Before doing anything, we first split the cost function into two parts — the regularization term and the modified log loss. We can easily deal with partial derivatives involving the L2 regularization term (simply 2λθ for any value of θ). Now, let’s deal with the rest of the cost function. We start this backtracking algorithm by finding the “error” for the output layer, before the sigmoid. We denote this with lowercase delta with index L, as such: δₗ (the l is the index of the last layer). Note that the procedure to do this first step will be in the lab, in case you don’t know calculus.

Now, remember how to get from the previous layer to the next one, we multiplied by some weights? We do the same thing, backward. We take the errors at each node, multiply them by the connecting weights, and sum them up at each of the previous nodes. After that, we “reverse” the sigmoid by multiplying the half-backpropagated errors with the sigmoid’s derivative. Note that since the derivative of σ(x) is σ(x)*(1-σ(x)), we don’t actually need to know the value of x, just σ(x) will suffice when calculating the derivative. This fact will help you code this algorithm efficiently, as in the end, you don’t need to “remember” the summed value of each node pre-sigmoid, just the values post-sigmoid.

Now, we have the error for that node in the previous layer. We repeat this process for all nodes in that layer, and all previous layers as well. Intuitively, you can think of this algorithm as distributing the errors by “weight” — higher values of theta get more of the error propagated backward.

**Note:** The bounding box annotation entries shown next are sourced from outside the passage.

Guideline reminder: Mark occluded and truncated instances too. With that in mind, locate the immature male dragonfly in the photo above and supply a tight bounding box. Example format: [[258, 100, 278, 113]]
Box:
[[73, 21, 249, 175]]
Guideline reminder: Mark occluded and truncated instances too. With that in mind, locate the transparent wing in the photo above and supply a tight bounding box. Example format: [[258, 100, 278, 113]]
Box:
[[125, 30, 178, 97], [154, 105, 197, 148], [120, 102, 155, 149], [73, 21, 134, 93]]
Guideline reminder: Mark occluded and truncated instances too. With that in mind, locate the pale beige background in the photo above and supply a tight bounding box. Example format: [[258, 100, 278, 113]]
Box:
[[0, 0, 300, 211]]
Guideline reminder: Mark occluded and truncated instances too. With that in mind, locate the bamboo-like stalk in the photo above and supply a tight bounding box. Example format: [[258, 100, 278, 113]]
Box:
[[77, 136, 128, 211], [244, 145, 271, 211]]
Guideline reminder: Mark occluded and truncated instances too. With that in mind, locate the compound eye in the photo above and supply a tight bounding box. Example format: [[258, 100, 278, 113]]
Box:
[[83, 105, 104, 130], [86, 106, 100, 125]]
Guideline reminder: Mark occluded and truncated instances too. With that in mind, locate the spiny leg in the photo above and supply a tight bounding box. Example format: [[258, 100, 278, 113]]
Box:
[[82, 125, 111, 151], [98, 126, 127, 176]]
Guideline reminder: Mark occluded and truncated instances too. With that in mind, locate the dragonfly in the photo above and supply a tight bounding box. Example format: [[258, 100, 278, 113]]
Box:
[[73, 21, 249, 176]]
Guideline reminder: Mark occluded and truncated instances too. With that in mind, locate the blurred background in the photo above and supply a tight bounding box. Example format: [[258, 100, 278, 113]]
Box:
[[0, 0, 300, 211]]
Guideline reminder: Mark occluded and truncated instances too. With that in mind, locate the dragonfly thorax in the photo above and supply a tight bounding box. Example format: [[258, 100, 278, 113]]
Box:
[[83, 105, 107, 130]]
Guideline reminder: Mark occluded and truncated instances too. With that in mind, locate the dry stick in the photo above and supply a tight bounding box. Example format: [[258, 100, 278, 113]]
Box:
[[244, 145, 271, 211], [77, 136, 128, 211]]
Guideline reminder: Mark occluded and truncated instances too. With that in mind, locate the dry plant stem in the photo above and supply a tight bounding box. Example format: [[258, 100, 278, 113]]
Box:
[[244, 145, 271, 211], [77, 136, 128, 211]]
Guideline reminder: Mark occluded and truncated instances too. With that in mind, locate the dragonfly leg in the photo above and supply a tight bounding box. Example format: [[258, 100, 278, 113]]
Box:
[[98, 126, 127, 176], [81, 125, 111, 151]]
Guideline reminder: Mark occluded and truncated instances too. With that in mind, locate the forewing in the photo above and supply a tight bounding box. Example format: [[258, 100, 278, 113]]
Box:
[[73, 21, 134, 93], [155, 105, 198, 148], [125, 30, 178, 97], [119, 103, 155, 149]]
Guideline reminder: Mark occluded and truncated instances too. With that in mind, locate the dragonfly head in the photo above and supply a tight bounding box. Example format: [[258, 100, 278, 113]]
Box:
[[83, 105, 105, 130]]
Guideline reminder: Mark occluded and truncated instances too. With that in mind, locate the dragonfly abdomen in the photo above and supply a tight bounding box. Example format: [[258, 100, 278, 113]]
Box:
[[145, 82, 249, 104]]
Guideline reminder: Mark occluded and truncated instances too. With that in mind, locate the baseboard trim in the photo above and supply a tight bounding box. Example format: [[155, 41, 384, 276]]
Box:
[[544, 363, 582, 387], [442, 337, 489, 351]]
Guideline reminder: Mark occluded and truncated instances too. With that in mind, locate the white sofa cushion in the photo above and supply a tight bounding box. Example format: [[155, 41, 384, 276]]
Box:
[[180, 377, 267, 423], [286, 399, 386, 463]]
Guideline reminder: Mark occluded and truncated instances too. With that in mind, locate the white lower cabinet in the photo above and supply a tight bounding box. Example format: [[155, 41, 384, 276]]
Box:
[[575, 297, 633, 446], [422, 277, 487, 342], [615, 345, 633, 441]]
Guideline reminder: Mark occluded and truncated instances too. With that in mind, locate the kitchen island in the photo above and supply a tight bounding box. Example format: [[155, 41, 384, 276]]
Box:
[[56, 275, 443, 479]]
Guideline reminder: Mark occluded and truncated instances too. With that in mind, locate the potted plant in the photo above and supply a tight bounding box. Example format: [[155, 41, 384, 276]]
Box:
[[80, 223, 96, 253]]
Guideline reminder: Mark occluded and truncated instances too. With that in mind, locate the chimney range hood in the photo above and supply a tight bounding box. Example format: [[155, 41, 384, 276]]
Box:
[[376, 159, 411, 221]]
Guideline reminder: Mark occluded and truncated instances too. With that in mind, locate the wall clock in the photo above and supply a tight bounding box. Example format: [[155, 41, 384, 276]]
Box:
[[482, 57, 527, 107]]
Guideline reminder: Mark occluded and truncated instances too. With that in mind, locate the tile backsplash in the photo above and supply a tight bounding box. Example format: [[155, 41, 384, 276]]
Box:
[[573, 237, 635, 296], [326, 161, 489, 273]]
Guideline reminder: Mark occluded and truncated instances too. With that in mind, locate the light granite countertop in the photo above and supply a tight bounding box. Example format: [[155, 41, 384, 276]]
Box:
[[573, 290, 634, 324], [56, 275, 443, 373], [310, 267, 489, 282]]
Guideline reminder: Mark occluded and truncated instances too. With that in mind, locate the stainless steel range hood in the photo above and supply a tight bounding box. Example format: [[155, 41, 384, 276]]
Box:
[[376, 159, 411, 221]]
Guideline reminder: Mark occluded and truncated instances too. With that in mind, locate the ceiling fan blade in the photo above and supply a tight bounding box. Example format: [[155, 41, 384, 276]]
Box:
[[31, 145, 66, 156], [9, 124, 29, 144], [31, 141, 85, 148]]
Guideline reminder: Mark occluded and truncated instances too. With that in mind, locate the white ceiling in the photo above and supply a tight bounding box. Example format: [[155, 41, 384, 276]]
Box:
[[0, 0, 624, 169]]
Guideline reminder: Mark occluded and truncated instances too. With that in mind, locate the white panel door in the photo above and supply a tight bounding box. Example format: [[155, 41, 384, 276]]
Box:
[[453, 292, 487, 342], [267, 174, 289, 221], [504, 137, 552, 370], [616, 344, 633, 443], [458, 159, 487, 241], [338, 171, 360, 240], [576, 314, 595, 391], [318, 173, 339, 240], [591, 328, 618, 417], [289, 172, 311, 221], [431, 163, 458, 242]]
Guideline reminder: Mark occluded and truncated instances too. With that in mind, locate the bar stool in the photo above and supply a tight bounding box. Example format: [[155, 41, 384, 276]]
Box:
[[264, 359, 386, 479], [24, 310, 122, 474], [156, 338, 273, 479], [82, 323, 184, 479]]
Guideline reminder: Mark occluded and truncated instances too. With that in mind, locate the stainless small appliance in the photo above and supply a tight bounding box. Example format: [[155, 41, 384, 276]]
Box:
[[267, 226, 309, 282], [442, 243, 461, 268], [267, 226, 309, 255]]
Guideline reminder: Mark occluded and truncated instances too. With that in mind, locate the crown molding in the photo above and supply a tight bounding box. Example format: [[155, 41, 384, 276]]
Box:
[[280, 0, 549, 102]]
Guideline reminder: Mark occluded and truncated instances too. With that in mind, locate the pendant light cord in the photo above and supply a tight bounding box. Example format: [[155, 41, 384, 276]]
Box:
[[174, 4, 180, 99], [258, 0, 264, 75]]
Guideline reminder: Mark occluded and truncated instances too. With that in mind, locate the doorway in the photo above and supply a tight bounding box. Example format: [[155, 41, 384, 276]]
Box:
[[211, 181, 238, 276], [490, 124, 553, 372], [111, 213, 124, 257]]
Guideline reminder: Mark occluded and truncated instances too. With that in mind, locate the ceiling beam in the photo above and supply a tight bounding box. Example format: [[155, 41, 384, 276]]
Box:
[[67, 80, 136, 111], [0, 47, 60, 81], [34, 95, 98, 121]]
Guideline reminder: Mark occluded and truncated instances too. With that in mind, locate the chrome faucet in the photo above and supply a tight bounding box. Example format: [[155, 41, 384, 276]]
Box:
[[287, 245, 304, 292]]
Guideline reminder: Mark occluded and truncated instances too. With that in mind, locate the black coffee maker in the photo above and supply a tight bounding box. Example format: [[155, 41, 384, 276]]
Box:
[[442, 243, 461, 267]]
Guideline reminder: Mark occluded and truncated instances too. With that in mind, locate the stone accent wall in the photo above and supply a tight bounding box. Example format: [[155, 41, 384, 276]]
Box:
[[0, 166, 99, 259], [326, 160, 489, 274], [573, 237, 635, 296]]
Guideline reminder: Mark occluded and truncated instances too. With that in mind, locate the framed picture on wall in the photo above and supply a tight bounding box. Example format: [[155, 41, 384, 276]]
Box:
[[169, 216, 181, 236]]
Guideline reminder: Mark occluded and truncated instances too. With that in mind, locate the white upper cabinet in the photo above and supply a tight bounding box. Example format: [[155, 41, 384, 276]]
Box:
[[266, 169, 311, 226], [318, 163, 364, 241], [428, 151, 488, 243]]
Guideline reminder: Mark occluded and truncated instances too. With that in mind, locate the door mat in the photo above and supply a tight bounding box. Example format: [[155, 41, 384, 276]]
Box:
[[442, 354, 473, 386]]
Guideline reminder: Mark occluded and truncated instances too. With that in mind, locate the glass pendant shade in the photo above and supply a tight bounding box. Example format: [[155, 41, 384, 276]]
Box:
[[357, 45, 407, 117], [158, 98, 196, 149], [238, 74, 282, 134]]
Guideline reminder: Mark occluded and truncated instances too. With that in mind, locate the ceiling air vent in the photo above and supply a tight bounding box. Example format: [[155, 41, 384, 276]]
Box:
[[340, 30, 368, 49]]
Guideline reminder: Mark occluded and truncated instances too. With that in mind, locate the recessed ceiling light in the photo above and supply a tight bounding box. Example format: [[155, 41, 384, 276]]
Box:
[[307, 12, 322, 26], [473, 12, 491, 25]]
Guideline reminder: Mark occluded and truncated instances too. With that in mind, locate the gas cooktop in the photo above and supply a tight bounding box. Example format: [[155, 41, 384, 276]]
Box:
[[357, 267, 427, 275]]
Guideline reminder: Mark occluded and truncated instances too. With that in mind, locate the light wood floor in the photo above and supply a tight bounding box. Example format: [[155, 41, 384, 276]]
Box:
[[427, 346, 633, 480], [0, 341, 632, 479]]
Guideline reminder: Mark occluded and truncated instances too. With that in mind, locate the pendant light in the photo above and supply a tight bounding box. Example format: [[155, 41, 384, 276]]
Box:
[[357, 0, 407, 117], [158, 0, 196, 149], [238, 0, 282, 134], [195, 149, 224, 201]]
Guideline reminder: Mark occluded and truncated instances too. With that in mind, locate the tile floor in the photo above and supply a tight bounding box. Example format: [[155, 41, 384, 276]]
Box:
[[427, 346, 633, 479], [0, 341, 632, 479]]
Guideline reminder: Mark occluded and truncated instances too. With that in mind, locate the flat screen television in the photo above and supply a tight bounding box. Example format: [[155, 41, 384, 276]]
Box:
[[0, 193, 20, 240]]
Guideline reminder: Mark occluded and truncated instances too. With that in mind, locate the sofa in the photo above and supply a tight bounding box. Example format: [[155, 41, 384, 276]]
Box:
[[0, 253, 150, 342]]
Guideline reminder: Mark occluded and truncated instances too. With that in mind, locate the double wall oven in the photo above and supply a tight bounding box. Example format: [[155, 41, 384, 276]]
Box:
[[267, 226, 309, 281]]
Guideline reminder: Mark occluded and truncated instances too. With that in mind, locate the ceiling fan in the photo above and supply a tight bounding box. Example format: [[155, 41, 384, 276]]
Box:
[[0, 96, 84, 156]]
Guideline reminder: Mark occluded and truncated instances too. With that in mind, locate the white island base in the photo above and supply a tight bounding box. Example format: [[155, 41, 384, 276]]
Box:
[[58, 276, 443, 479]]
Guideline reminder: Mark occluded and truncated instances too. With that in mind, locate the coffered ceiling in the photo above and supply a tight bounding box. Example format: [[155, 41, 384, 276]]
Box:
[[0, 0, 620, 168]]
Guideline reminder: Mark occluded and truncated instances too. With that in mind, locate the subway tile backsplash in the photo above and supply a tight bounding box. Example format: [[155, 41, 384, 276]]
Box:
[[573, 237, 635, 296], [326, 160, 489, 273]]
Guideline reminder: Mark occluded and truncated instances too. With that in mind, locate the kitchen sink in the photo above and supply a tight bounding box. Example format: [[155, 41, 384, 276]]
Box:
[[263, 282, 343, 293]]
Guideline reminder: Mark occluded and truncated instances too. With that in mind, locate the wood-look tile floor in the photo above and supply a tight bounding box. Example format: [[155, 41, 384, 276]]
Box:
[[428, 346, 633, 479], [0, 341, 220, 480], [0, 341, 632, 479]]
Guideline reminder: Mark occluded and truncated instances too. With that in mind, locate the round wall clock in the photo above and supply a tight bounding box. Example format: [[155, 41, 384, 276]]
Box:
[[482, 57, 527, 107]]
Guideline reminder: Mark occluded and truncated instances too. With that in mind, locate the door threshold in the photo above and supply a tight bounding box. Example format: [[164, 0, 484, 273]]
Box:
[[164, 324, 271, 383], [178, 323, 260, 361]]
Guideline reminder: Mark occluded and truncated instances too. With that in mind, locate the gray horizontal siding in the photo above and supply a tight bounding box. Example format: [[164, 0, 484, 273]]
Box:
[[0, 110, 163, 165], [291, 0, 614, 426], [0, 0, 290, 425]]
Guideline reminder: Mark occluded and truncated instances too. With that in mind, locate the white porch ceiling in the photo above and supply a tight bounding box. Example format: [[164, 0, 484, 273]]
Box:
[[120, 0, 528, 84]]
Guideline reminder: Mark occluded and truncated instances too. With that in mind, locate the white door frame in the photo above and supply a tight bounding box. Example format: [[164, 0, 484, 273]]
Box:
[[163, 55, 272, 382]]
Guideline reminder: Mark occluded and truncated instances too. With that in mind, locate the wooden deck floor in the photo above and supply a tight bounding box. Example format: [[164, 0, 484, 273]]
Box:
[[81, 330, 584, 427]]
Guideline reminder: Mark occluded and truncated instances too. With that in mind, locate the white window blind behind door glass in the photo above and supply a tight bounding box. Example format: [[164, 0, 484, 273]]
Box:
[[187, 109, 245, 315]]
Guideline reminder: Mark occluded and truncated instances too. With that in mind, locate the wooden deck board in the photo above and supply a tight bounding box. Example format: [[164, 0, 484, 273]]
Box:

After this first step, we calculate the partial derivatives of the weights. This is very simple (at least compared to the previous step). For any given weight, we isolate the nodes it connects. Then, we multiply the forward propagation output of the left node (after the sigmoid is applied) and the δ error of the right node.

Intuitively, you can think of this second step as judging how much of the error on the right was due to the node on the left and adjusting the weight accordingly. For example, if the left node was inactive (output closer to 0), then adjusting the weight wouldn’t do much good, and as such, it isn’t adjusted significantly. On the other hand, if the left node was active (output closer to 1) and there was a high level of error, then the weight is adjusted much more. Note that the direction of the adjustment (positive or negative) depends on the sign of the error.

Next, you have to repeat this entire process for all the sets of features. After this step, you should have a large list of “adjustments” that need to be made to each individual weight. Simply take the average of all the adjustments for all θ’s, and now you have the gradient of each individual weight. Plug that into the gradient descent equation and update the weights, and you’ve officially completed one iteration of the process.

Whew! That was a lot of info. If you don’t get it the first time, that’s ok! When learning this for the first time, it took me three entire days just to get the process at an intuitive level, not to mention I didn’t even know calculus. Even when writing this, it took me a few hours to break down the calculus to a level that made sense.

By now, you can probably see how much a library like numpy helps you deal with large amounts of data effectively. If I had to write loops for each of these steps, not only would I go crazy, but my code would be a lot more prone to errors and would take forever to run.

As a connection back to biology, our brains do something similar. As we learn and process more information, certain neural pathways in our brain get strengthened, and others dissipate over time. In the end, both of these systems try to optimize the “output” as it gains more experience.

Note that the above methodology is based on this resource, and if you want to read more about it in detail, I would recommend taking a glance — but fair warning, it’s quite long and assumes an undergraduate audience at the very least, if not higher.

Extensions of a Neural Network

There are many extensions of neural networks. The two most common examples are CNNs and RNNs.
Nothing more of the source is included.